Am 19. und 20. November 2010 trafen sich die Staats- und Regierungschefs der NATO in Lissabon, um ein neues strategisches Konzept der NATO zu verabschieden. Parallel zum Gipfel fanden zahlreiche gewaltfreie Protestaktionen statt.

Samstag, 20. November 2010, 9 Uhr morgens. Von verschiedenen Richtungen her nähern sich etwa 80 Personen der Kreuzung Avenida de Padua, einer der Zufahrtsstraßen zum NATO-Gipfel, mit der Avenida Infante Dom Henrique. Innerhalb weniger Minuten sitzen sie auf der Straße, und einige von ihnen sind in Dreiergruppen am Fuß mit Fahrradschlössern verbunden. Drei AktivistInnen aus Spanien, gekleidet in smarten Anzügen, übergießen sich mit roter Farbe, und liegen dann vor einem großen Transparent mit der Aufschrift „NATO – Game over“. Es ist geschafft – diese Zufahrt zum Gipfelgelände ist damit effektiv blockiert.

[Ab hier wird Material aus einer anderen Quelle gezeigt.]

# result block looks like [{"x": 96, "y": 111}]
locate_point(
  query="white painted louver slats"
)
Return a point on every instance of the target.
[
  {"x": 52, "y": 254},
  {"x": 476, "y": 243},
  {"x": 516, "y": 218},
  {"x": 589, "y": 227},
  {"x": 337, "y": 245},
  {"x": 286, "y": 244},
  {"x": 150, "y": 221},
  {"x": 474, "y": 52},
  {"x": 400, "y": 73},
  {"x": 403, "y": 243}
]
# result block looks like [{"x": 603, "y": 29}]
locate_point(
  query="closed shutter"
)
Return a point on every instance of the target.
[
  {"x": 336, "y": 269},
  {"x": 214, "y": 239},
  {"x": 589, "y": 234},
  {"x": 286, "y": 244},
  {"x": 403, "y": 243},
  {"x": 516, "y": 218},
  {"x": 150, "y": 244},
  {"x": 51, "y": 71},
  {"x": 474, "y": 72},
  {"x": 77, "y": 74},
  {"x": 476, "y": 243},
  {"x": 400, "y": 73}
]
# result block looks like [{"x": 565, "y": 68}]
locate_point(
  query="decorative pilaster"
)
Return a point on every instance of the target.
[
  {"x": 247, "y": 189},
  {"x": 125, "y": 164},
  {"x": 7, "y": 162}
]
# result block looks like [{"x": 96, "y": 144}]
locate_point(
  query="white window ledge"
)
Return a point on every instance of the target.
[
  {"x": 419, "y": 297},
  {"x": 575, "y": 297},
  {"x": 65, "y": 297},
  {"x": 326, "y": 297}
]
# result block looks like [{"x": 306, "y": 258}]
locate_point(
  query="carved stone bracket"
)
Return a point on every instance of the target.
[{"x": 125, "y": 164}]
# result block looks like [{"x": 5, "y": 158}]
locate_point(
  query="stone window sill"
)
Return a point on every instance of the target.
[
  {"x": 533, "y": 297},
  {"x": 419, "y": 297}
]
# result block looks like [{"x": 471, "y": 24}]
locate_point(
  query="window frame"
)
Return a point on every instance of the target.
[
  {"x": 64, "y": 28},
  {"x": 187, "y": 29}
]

Mit dieser unangekündigten gewaltfreien Aktion zivilen Ungehorsams protestierte ein internationales Netzwerk antimilitaristischer Gruppen aus Belgien, Deutschland, England, Frankreich, Portugal, Schweden und Spanien, mit TeilnehmerInnen aus weiteren Ländern, gegen den NATO-Gipfel und den Krieg in Afghanistan. Auch wenn die portugiesische Polizei die Blockade recht schnell und unsanft räumte, wobei 45 Personen vorübergehend festgenommen wurden (alle Festgenommenen wurden am Abend und in der Nacht wieder freigelassen), so wurde die Aktion doch von allen Beteiligten als Erfolg gewertet.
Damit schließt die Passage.